← all posts

Diagnosing a PyTorch Memory Leak on Apple MPS

2 min read

Diagnosing a PyTorch Memory Leak on Apple MPS

When we started testing Stormlog on Apple Silicon, everything worked as expected on CUDA. The memory timeline was clean, allocations were predictable, and the leak detector stayed quiet. Then we switched to the MPS backend.

The symptom

During a standard training loop with mixed-precision autocast enabled, GPU memory usage climbed steadily across epochs. Not dramatically; maybe 50MB per epoch on a 16GB M2 Max. Easy to miss if you're not watching closely. But over a long training run, it would eventually exhaust available memory and crash.

What made it hard to find

The leak only appeared under a specific combination of conditions: MPS backend, autocast enabled, and tensors moved between MPS and CPU within the same training step. Remove any one of those three conditions and the leak disappeared.

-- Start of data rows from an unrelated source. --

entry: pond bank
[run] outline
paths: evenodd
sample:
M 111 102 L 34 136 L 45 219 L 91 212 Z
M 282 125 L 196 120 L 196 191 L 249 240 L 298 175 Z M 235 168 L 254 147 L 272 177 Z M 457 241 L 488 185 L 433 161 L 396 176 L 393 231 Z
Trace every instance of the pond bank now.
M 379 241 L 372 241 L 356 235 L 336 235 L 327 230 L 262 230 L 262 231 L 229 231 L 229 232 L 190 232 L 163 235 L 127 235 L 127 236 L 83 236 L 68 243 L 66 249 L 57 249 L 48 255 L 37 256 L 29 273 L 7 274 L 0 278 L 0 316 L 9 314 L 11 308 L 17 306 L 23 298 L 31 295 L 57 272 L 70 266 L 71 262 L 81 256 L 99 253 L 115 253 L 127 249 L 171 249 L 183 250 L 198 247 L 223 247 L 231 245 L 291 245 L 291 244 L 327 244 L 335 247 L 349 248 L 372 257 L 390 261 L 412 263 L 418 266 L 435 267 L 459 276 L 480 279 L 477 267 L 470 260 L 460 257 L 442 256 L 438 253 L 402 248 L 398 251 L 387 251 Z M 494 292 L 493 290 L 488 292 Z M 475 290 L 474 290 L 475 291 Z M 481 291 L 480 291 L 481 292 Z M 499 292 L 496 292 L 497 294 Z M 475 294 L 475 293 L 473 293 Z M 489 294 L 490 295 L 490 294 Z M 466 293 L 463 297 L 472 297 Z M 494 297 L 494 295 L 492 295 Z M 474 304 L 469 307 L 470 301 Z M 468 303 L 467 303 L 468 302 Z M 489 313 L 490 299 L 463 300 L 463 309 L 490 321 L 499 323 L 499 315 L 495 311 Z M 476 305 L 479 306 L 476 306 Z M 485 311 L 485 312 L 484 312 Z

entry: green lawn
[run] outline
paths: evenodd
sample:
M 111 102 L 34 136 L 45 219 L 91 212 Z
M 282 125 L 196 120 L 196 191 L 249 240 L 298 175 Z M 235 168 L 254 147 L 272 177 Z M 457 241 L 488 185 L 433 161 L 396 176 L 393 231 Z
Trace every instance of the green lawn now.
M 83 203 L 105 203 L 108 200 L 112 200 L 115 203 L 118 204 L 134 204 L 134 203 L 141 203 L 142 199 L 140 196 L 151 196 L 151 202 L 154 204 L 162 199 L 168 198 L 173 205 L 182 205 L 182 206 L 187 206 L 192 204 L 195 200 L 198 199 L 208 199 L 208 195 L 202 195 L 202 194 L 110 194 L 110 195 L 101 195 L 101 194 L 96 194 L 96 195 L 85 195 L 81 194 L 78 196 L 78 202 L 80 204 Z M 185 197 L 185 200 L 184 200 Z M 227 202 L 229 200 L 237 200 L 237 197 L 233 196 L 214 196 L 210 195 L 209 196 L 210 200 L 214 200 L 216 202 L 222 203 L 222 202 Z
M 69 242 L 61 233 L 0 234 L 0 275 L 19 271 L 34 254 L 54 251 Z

This is the kind of bug that survives manual testing because no single condition is unusual. Mixed-precision training is standard practice. Moving tensors between devices happens during data loading and metric computation. It's only the intersection that triggers the problem.

How Stormlog helped

Stormlog's allocation timeline made the pattern visible. Each training step showed a small residual allocation that was never freed: a cached autocast tensor that the MPS allocator held a reference to after the tensor was copied to CPU. The tensor-level breakdown tab showed the exact allocation site.

The fix

The fix was straightforward once we understood the cause: explicitly clearing the autocast cache after cross-device tensor operations. But finding the cause without a profiler that tracks individual allocations would have been significantly harder.

What I took away

Memory leaks in ML training are rarely dramatic. They're slow, conditional, and only surface under realistic training conditions. Building profiling tools that make these patterns visible is the kind of infrastructure work that compounds over time.